Entre escutar a voz e ser a própria voz a diferença é curta em exercício, embora a saibamos abismo. A língua não é real, e assim sendo, a sua expressão cabe em todos os suportes legíveis como um acordo semântico já previamente estabelecido em qualquer língua ou numa língua comum a haver. Só reconhecemos um poema original no mesmo espaço em que identificamos o mesmo poema traduzido. Quem diz um poema diz qualquer texto. O antes não tem decifração, apenas ganha o nosso interesse a partir dessa «habitação passageira»[ii] que já tem luz suficiente não para distinguir completamente (esse é uma função e um acto individual com uma gramática própria) mas para iluminar a coisa. Claro que há errâncias (que são traduções e é uma qualidade da língua) que nenhuma habitação contempla mas, possivelmente, também o tradutor não estava interessado em abrigar-se nessa habitação por duas razões: ser genial ou insuficiente domínio das línguas[iii]. Esta habitação é única e singular, e tem apenas uma porta como o destino, deixando por ela passar o que cumpre as seguintes regras: primeira, o que é transitório, o que não vai permanecer; segunda, o que está de passagem, em percurso afeccional para o entendimento da comunidade dos vivos; terceiro, o que não se mostra frágil, doente, isso quebraria as duas anteriores regras[iv]; e por último, nessa habitação tudo tem de conviver. É a partir daqui, e sobretudo a partir da quarta regra a cumprir, no direito de admissão, que a indiferença cresce para nós, con-fundindo original com tradução, autor com tradutor, língua com língua. Repare-se, no entanto, que a indiferença completa não pode existir no interior da habitação (não podemos pensar isso como não podemos pensar a diferença radical, o inumano por exemplo) e quando isto parece suceder há uma ordem de expulsão, o que ocorre quando o domínio de uma língua, a sua solidez, eclipsa a língua materna, a língua do tradutor.

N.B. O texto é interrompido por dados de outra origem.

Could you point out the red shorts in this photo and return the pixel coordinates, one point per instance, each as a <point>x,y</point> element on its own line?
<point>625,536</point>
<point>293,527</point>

[i] Paul Valéry é um entre muitos que defendem a ideia de o acto da escrita ser sempre um acto de tradução. Ideia também apresentada no prefácio à tradução francesa da obra poética de Constantin Kavafis, POR Marguerite Yourcenar. Valery afirma: «Écrire quoi ce soit, aussitôt que l’acte d’écrire exige de la refléxion, et n’est pas l’inscription machinale et sans arrêts d’une parole intérieure toute spontanée, est un travail de traduction exactement comparable à celui qui opère la transmutacion d’une texte d’une langue dans une autre» ou ainda «Nos idées nous sont propres et pourtant étrangères, comme nous sont propres et étrangères les douleurs Qui nous viennent traverser», Ouevres I, Biblio.de la Pleiade, NRF, Paris, 1955, pg.211 e 321. Para o mesmo assunto Cfr. «A propósito de uma tradução» em Semear na Neve. Maria Filomena Molder. Relógio d’Água, Lisboa, 1999, pgs. 24-39, onde, citando Hamann, se diz «que toda a fala é um acto de tradução».
[ii] «Semear na Neve»,pg.32.
[iii] Para a primeira razão temos o exemplo, e outros abundam, de Hölderlin na sua tentativa de traduzir Sófocles, que pretendia derradeira e nunca o pode ser. Para a segunda temos outros milhares, conjunto muito mais vasto que o anterior que abunda na tradução e mesmo nos originais.
[iv] Penso esta habitação como uma «pensão» clandestina.